Birçok asabenin kaynaşmasıyla müşterek asabiyet meydana gelir demiştik. İbn Haldun, bu asabelerden bir tanesi diyor, diğer tüm asabelerden daha kuvvetli olduğu için onlara galip gelir, onları istila eder, nihayetinde tümünü kendi bünyesinde (ve çevresinde) toplar.[1]Yukarıda kullandığımız var olanı ihya etmek ifadesi bizleri yanıltmamalıdır. Türklük vardır fakat Türk Birliği henüz inşa edilmemiştir. Türk Birliği’nin muhakkak kurulacağı inancıyla yola çıkacağız. Keza bu yolda öteden beri hep yürüyoruz. Ağır aksak yürüyüşümüzü hızlandırırken akılcı ve gerçekçi davranmamız gerekiyor. Şimdiki halde Balkanlardan Sibirya’ya parçalanmış bir Türk Dünyası önümüzde duruyor. Bu salt siyasi bir parçalanmışlık değil, aynı zamanda alfabe birliğinden yoksun, psikolojik, sosyolojik ve kültürel bir parçalanmışlıktır. İktisadi birliğimiz de henüz yoktur. Türk Birliği’nin ortak para birimi Euro veya Dolar olamayacağına göre, ki zaten bu istenmiyor, şu halde atılacak ilk adımlardan biri ortak para birimine geçiş hazırlıklarının şimdiden başlatılmasıdır. Ortak alfabe ile ortak para çalışmaları beraber yürütülmelidir. Kardeş Kalemler gibi Türk Dünyası’nın bütününe yayılan dergiler çoğaltılmalıdır. Kırmızılar Hareketi daha şimdiden Türkiye sınırlarının dışına taşmaya yönelmiştir. Türk Birliği’nin ve Ortak Türk Kimliği’nin inşası ya da ihyası kapsamında diğer bütün Türklük asabelerine galip gelecek müşterek asabiyeti oluşturmamız en belirgin zaruretimizdir. Bundan maksat Özbek veya Oğuz asabiyetini genele baskın kılmak değil, bütün Türklüğün benimseyeceği en yüksek asabiyeti hazırlamaktır. Ve tabii ki bunun adı inşadır. İnsan hayatında her şey inşa edilir. Kültür de bir inşadır. İnsanoğlu inşa eder. Bizi hayvanlardan ve bitkilerden ayıran unsurlardan biri budur. İnşa zekâyı gerektirir ki insanda olan da budur.

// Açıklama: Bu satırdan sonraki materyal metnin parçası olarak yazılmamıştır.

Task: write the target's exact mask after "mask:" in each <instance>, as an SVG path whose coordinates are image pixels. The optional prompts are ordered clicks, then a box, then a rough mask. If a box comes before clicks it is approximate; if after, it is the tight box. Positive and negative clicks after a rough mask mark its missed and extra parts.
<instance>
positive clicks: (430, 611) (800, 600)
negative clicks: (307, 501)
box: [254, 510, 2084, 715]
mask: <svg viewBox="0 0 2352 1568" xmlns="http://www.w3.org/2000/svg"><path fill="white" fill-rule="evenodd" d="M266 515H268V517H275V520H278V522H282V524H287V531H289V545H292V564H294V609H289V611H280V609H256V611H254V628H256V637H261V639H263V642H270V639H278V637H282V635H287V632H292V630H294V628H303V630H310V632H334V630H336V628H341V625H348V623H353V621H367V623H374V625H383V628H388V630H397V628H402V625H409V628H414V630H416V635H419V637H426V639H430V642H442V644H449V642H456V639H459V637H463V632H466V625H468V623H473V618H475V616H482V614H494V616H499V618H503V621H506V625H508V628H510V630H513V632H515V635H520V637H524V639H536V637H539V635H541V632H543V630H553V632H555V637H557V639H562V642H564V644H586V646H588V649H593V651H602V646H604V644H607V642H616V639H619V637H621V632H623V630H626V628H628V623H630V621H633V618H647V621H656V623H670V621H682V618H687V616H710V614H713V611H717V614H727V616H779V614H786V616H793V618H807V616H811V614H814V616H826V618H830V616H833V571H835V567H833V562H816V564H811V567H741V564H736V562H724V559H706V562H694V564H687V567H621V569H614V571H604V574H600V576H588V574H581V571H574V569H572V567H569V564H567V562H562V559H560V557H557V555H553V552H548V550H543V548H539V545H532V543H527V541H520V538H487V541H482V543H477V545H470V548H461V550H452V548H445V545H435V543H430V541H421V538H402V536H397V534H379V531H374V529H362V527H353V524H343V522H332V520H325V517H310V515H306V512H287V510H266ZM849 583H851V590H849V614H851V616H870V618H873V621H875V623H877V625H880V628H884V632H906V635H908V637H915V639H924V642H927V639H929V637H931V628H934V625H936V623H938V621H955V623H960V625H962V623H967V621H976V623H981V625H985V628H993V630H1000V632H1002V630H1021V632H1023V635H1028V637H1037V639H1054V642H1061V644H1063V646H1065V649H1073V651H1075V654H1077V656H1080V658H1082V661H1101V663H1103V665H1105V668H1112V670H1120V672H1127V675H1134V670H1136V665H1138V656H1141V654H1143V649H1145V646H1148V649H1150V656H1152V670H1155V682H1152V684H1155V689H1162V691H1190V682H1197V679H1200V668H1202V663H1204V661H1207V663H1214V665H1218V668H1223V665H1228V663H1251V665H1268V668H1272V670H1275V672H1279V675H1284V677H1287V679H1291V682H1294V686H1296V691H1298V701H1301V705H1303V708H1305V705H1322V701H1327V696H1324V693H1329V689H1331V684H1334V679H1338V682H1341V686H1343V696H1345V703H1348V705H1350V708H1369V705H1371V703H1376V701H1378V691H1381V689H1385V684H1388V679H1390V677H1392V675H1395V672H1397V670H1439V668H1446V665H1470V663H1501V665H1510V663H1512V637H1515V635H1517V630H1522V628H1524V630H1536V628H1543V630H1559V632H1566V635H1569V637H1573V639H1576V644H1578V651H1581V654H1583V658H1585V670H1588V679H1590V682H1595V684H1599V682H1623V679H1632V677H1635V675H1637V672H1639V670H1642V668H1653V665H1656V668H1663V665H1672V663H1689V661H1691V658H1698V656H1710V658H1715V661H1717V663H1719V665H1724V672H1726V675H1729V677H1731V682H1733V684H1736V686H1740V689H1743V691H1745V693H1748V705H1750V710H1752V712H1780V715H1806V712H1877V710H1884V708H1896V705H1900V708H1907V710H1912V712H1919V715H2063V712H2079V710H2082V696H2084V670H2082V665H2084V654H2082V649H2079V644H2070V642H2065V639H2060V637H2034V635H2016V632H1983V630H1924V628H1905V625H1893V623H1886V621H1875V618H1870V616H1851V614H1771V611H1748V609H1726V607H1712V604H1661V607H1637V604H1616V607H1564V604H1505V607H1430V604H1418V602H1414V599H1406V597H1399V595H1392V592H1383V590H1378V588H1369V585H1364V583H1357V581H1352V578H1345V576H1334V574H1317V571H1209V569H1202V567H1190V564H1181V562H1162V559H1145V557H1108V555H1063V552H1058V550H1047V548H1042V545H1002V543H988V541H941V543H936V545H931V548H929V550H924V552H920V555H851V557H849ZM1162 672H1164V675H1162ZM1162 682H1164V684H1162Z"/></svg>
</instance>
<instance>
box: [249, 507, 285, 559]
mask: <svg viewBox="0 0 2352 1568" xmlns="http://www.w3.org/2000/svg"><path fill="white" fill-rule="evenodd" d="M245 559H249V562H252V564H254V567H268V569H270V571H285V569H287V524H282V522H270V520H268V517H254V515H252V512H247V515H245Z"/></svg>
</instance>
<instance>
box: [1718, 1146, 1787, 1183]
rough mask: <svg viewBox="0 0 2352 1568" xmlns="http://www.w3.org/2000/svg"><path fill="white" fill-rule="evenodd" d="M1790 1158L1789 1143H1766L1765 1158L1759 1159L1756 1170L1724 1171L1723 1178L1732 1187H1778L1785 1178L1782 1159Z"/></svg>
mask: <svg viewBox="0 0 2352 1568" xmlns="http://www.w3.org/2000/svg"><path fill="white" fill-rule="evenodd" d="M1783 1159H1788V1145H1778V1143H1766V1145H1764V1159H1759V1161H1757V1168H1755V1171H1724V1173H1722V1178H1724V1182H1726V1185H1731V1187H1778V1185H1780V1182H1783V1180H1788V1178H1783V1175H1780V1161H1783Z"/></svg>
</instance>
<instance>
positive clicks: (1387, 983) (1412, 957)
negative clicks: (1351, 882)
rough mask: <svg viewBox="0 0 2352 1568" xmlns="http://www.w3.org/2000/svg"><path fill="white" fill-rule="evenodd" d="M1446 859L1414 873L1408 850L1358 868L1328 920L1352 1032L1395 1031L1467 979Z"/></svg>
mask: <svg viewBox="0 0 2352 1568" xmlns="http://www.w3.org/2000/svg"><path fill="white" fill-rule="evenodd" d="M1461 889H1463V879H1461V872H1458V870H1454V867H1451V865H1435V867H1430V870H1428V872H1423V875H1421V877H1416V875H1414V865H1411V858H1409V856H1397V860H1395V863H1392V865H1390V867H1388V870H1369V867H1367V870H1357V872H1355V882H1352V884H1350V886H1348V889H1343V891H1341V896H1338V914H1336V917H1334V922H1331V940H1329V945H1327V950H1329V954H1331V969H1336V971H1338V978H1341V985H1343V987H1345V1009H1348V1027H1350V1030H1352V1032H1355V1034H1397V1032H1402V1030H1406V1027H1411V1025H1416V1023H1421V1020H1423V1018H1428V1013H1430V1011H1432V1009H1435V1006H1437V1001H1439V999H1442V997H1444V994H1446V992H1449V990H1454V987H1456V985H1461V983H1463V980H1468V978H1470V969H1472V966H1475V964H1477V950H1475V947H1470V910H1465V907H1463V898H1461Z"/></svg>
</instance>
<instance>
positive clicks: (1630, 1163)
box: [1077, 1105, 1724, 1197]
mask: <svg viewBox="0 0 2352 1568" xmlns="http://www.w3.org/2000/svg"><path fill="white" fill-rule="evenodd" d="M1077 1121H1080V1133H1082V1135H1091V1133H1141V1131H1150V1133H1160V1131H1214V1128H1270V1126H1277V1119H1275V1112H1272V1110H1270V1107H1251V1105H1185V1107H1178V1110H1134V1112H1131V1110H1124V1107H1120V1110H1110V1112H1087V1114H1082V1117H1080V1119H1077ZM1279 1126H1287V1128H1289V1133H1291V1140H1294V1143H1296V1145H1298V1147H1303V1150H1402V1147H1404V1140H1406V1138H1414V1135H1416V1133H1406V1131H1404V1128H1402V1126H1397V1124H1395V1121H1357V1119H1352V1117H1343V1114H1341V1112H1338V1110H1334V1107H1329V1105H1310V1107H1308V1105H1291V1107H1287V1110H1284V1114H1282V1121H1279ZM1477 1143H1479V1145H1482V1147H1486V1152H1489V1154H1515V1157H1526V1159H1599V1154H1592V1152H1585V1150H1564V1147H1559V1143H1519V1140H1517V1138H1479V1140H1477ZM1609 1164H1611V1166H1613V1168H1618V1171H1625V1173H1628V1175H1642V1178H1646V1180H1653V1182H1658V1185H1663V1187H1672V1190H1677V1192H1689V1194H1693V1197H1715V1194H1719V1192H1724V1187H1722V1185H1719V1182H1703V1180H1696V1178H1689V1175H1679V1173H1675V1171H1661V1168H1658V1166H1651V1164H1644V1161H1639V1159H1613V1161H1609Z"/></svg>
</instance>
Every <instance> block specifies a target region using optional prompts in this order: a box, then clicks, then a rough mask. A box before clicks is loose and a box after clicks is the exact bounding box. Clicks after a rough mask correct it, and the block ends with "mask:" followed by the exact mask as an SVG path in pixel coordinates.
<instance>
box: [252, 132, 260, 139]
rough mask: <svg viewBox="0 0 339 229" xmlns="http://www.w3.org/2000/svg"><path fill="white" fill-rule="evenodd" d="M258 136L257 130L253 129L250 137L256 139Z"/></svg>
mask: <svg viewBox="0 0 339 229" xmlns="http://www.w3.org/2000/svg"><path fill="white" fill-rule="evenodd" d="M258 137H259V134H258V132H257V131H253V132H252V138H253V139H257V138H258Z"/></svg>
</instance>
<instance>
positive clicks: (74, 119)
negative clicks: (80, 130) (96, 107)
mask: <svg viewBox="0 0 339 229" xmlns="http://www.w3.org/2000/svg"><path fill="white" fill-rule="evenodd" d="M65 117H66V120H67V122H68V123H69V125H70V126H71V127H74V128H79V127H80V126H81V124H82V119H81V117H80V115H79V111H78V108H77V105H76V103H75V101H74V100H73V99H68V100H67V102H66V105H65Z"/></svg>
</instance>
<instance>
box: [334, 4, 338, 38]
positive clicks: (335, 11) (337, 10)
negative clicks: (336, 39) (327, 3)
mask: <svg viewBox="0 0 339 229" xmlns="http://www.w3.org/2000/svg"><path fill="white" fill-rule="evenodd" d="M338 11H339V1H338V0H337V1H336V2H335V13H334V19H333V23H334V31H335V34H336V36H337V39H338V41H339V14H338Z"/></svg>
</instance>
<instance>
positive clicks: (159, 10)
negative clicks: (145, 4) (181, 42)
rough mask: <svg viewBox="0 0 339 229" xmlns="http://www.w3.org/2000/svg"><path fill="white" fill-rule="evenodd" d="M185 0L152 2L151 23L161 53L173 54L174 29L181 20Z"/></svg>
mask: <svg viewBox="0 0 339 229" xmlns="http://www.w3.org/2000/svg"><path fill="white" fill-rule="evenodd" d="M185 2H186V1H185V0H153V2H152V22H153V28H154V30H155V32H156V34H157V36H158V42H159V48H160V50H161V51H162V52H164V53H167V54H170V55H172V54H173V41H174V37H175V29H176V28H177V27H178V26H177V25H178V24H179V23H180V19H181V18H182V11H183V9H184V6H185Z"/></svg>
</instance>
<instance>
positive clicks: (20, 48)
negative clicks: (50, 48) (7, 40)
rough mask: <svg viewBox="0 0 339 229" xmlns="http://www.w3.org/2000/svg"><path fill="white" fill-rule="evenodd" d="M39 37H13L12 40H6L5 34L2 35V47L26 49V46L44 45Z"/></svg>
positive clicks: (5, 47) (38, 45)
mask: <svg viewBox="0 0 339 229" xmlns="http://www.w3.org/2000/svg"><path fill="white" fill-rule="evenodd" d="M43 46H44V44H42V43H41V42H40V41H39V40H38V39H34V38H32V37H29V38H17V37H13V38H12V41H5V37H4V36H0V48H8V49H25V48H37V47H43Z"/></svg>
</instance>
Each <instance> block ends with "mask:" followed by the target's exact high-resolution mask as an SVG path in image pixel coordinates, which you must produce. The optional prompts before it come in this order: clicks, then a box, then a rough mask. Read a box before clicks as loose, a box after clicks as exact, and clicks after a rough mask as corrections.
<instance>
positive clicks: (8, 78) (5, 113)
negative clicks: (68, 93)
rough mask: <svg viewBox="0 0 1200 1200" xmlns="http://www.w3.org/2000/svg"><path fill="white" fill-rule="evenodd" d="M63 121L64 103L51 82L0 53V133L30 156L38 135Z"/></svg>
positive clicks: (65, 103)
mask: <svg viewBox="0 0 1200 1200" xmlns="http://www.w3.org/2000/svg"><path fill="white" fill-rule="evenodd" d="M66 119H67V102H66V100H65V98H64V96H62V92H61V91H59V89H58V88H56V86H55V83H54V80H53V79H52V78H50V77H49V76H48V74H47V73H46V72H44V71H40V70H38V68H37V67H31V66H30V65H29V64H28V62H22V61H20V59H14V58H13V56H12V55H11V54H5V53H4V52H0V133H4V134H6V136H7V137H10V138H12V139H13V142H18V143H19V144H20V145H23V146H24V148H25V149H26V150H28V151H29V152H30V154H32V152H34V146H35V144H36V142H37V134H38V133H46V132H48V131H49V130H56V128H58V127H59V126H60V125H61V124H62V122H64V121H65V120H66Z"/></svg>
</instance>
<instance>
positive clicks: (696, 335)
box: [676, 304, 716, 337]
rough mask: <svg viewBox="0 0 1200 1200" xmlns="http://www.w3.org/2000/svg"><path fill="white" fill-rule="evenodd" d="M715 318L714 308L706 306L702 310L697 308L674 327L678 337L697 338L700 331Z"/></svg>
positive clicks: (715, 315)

Bütün asabeleri kendi bünyesinde toplayacak olan “müşterek asabiyet” hedefi bizim bir diğer Kızıl Elma’mızdır. Sadece toprak, il, ülke değil, alfabe birliği, para birliği, siyasi birlik, duygudaşlık anlamında psikolojik ortaklık, işte bunların her biri bizim Kızıl Elmalarımızdır. Hepsinin toplamına Türk kültürü veya Türklük asabiyeti diyeceğiz. Psikolojik ayniyet ise şudur ki, muhtelif durumlar karşısında Sibirya’dan Balkanlara bütün Türkler aynı yahut benzer tepkileri verdiklerinde artık arzulanan duygudaşlık hâsıl olmuş demektir. Bu da zaten müşterek asabiyetin psikolojik boyutudur. Bugünümüzdeki Doğu Türkistan faciası Türklük evreninin bütününde ortak tepkileri doğuruyor. Şerden hayır çıkıyor diyebiliriz. Doğu Türkistan’da bugün yaşananlar Orhun yazıtlarındaki uyarıların haklılığını bir kez daha kanıtlıyor. Anlaşılıyor ki Orhun yazıtları Türk Dünyası’nın ortak kültür kodlarından biridir.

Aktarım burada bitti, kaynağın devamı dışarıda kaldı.